The current tether and swarm endpoints both assume same-machine reach. Your laptop’s browser talks to your laptop’s localhost:8765 (tether) or localhost:7080 (swarm). That works. It doesn’t help when your phone wants to reach your laptop — different network paths, no localhost on a phone reaching another box, NAT traversal headaches.

The natural extension is a relay. This post is the design we’d build, with the tradeoffs visible upfront.

Architecture:

  phone browser ─POST─▶ relay.workers.dev ─SSE/WS─▶ laptop
                                             │
                                             └─▶ laptop's swarm endpoint
                                                   │
                                                   ▼
                                                 reply

Three actors. The relay is a Cloudflare Worker (or Deno Deploy, or Lambda — same shape). The laptop runs the existing swarm/server.py plus a small client that maintains a persistent connection to the relay. The phone (or any browser) talks to the relay as if it were the swarm endpoint.

Authentication: GitHub identity, same as the brainstem. The laptop registers itself with the relay using the user’s GitHub token; the relay knows “this socket is wildfeuer05@gmail.com’s box-1.” The browser presents its own GitHub token and the relay only routes to the matching identity’s online boxes.

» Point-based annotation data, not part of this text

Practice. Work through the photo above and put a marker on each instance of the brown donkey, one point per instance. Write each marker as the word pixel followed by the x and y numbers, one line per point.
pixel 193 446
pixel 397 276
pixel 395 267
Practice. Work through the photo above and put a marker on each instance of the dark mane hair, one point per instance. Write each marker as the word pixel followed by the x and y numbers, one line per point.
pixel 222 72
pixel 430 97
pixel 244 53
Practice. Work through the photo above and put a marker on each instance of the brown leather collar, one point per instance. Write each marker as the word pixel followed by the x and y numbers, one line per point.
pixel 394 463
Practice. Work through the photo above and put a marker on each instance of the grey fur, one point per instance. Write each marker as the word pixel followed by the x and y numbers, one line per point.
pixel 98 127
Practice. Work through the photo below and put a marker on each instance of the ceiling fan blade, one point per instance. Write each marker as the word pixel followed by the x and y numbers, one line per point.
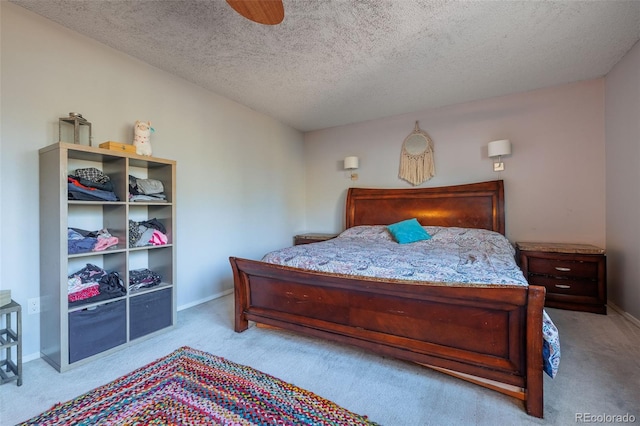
pixel 268 12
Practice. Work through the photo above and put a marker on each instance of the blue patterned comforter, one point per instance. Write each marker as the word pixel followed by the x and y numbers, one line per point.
pixel 460 256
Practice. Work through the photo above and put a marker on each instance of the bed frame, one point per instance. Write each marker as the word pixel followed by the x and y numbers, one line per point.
pixel 491 335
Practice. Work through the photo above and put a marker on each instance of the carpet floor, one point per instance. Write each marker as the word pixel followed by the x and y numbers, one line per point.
pixel 598 373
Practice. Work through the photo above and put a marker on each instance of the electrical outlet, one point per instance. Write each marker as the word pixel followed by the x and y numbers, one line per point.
pixel 33 306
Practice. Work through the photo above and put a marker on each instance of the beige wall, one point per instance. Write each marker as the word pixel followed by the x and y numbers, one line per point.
pixel 554 179
pixel 623 182
pixel 237 170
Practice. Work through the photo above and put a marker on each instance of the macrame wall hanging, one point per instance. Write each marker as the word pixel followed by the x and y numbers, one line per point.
pixel 416 158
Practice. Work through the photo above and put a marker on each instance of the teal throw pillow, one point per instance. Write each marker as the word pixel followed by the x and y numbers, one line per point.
pixel 408 231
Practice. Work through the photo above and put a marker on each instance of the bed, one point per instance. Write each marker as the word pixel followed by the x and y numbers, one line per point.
pixel 490 334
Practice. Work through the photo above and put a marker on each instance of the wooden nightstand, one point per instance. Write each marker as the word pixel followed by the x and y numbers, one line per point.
pixel 575 275
pixel 312 238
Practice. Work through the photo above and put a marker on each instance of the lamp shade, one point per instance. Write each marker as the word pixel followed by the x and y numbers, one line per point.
pixel 350 163
pixel 498 148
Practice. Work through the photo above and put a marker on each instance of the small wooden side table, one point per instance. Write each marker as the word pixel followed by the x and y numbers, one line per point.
pixel 312 238
pixel 575 275
pixel 11 369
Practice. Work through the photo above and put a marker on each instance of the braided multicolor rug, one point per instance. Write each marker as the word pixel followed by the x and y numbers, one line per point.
pixel 191 387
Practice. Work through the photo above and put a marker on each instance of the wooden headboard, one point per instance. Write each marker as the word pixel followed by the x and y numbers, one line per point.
pixel 475 205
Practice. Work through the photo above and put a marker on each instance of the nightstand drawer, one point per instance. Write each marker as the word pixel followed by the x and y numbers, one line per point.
pixel 585 288
pixel 574 275
pixel 563 268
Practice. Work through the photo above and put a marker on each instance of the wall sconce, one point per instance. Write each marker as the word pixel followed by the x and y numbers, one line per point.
pixel 498 149
pixel 351 164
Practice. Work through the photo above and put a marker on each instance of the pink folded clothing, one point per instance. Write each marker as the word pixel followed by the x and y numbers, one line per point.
pixel 158 238
pixel 105 242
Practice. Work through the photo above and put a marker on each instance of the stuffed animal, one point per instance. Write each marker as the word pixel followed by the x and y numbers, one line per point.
pixel 141 135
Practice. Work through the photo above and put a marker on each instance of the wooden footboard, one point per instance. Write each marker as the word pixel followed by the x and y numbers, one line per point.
pixel 488 335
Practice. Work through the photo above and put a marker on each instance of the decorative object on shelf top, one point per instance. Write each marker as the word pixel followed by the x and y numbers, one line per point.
pixel 5 297
pixel 78 123
pixel 117 146
pixel 351 164
pixel 141 137
pixel 498 149
pixel 416 158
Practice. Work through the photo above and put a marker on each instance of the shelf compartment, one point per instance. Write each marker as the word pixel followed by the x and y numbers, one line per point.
pixel 150 311
pixel 96 329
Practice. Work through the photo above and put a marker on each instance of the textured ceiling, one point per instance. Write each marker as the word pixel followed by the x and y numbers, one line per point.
pixel 335 62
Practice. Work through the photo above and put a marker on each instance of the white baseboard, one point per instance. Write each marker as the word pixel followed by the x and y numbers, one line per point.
pixel 635 321
pixel 36 355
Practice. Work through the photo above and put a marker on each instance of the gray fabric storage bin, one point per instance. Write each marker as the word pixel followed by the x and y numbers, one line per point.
pixel 150 312
pixel 94 330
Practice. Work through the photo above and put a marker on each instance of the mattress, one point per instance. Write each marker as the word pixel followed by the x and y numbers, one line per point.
pixel 451 256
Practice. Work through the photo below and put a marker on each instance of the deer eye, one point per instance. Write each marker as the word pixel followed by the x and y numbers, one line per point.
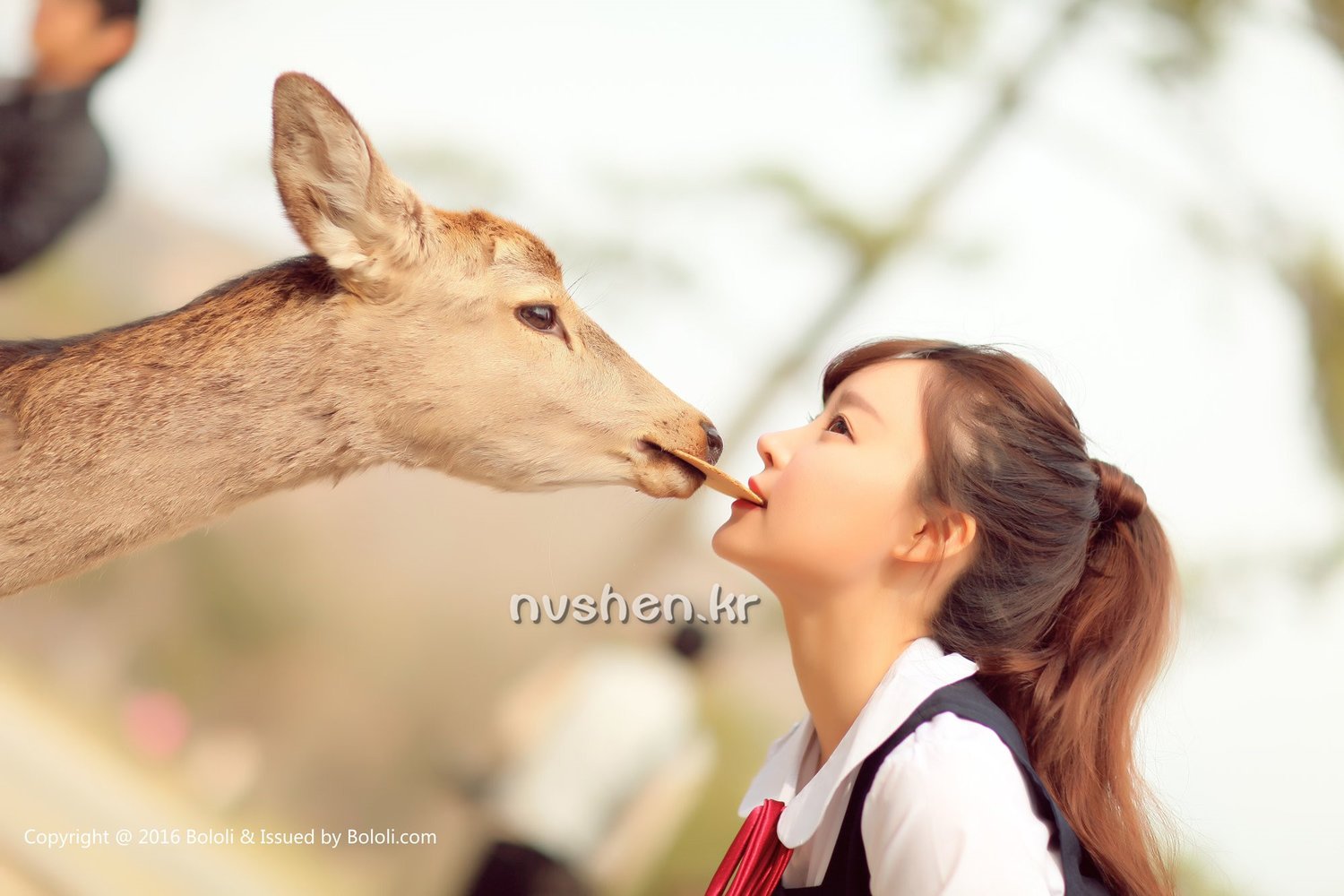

Presence: the laptop’s client opens a long-lived WebSocket to the relay on startup. Relay tracks (github_user, box_id) → socket. When the laptop quits, the socket closes; the relay marks it offline. A /api/relay/devices endpoint lists everything online for the calling identity.

Routing: every request from the browser to relay.workers.dev/swarm/{guid}/agent becomes:

  1. Look up which laptop hosts swarm/{guid} (cached after first call).
  2. Forward over the laptop’s open socket as a JSON message: { id, method: 'POST', path, body }.
  3. Wait for the laptop to reply with { id, status, body }.
  4. Translate back to HTTP, return to browser.

The hop adds maybe 50ms of latency. For chat-shaped workloads that’s invisible.

The trade-offs you take on:

  • Connection state. Workers are stateless; we’d need Durable Objects (or a Redis equivalent) to hold WebSocket connections across regions. Cloudflare’s Durable Objects are the natural fit — one DO per (user, box_id).
  • Cost shape. Workers free tier covers basic use. Durable Objects + WebSocket-hours move you onto paid plans somewhere around “actually using this regularly.” Probably $1-5/mo for one heavy user.
  • Quoted credentials. The laptop’s process is now exposed to anyone with your GitHub token AND the relay endpoint. The token has narrow scope (just the read:user we already use) so this is bounded, but it is a meaningful expansion of attack surface vs. localhost-only.
  • Observability. When something goes wrong you have to debug at three points instead of one. Logging discipline matters more.

What we’d ship first: read-only relay. Browser → relay → laptop swarm read endpoints (GET /healthz, GET /agents/list). No write endpoints. Lets people inspect their swarms from anywhere without expanding the blast radius.

What we’d ship second: writes. Agent calls. Memory operations. Real chat-from-anywhere usability.

What we wouldn’t ship: a “discover other people’s swarms” surface. The whole identity model is “your boxes only.” Adding sharing crosses into product territory we haven’t designed for.

A relay is a separate post on a separate page that the user opts in to. The localhost path stays the default; this is the upgrade for users who actually want cross-device reach.